2 CSS algorithm for clustering

In this section, CSS algorithm is explained to solve the clustering problem. The aim of this algorithm is to find out the optimal cluster points to assign \(N\) numbers of items to \(K\) cluster centers in \(R^{n}\). In CSS algorithm, the sum of square of Euclidean distances is taken as the objective function for clustering problem and items are assigned to a cluster center with minimized Euclidean distance among cluster centers. The algorithm starts with defining the initial position and velocities of \(K\) number of charged particles (CPs). The initial positions of CPs are defined in a random manner. In CSS algorithm, CPs are assumed to be a charged sphere of radius ‘\(a\)’ and its initial velocity is set to zero. Thus, the algorithm starts with randomly defined center points and ends with optimal cluster centers. Consider Table 1 which illustrates a dataset, used to explain the working of CSS algorithm for clustering with \(N=10\), \(n=4\) and the number cluster centers \(K = 3\). To obtain the optimal cluster centers, the CPs use resultant electric force (attracting force vector), mass and moving probability of particles and cluster centers. After the first iteration, the velocities of CPs are determined and locations of CPs are also moved. The objective function is calculated again using the new positions of CPs and also compared with the old CPs position that are stored in memory pool, called as charged memory (CM). The CM is now updated with the new positions of CPs and excludes the worst CPs from CM. As the algorithm grows, the positions of CPs are updated along with the content in CM. This process progresses until the maximum iteration or no better position of CPs has been generated.

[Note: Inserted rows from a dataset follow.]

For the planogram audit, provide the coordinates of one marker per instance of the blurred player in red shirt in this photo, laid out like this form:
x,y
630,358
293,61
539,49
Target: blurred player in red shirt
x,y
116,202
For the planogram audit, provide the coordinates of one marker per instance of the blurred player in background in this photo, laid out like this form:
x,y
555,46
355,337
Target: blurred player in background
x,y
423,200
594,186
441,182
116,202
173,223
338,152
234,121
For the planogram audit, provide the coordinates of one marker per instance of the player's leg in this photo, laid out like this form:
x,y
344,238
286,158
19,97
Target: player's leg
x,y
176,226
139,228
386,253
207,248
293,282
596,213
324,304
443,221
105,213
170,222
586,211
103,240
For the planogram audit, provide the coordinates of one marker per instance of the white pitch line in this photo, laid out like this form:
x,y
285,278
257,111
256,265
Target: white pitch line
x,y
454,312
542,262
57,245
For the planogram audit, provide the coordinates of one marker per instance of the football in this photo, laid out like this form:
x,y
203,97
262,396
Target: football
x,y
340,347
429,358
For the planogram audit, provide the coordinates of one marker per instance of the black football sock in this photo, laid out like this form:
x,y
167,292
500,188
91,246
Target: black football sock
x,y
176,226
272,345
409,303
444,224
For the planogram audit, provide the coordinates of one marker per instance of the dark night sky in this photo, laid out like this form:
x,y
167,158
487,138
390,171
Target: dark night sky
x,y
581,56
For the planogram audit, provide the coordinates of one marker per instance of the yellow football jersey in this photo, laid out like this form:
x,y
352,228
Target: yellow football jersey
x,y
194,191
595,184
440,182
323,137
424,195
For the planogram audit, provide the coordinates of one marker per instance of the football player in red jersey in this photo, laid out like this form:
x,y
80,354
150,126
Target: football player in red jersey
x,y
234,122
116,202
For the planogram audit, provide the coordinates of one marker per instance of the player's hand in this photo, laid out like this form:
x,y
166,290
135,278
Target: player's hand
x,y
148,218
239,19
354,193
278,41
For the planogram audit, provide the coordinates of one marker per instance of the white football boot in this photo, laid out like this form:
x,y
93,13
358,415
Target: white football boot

Table 1 A dataset to explain the CSS algorithm for clustering with \(N=10\), \(n=4\) and \(K=3\)

2.1 Algorithm details

As described earlier, the algorithm starts with the identification of the initial positions and velocities of CPs in random fashion. Thus, to identify the initial positions of randomly defined CPs (cluster centers), the given equation has been used to initialize the CPs position in original CSS. The modified equation can be given as.

$$\begin{aligned} C_k&= X_{\min ,i} +r_i \times ( {X_{i,\max } -X_{i,\min } }), \nonumber \\&\hbox {where } i=1,2 \ldots , n \hbox { and } k=1,2 \ldots , K \end{aligned}$$
(1)

In the above equation, \(C_{k}\) represents the number of cluster centers, \({r}_{i}\) is a random function whose values lies between 0 and 1, \(X_{\mathrm{min}, i}\) and \(X_{\mathrm{max}, i}\) represent the minimum value and maximum value of the \(i\)th attribute of dataset; \(K\) is the total number of cluster centers in a dataset. The initial positions of CPs are given in Table 2.

Table 2 Initial position of CPs using equation 1

It is assumed that the initial velocities of CPs are set to zero.

$$\begin{aligned} V_k =0, \quad k=1,2,3,\ldots , K \end{aligned}$$
(2)

In CSS algorithm, it is noted that the CPs are described as charged spheres. So, every CP contains some mass, and mass of each CP is calculated using the following equation.

$$\begin{aligned} m_k =\frac{\hbox {fit}(k)-\hbox {fit}({\hbox {worst}})}{\hbox {fit}({\hbox {best}})-\hbox {fit}({\hbox {worst}})} \end{aligned}$$
(3)

where fit(\(k\)) represents the fitness of \(k\)th instance of dataset, fit (best) represents the best fitness value and fit (worst) represents worst fitness value of dataset.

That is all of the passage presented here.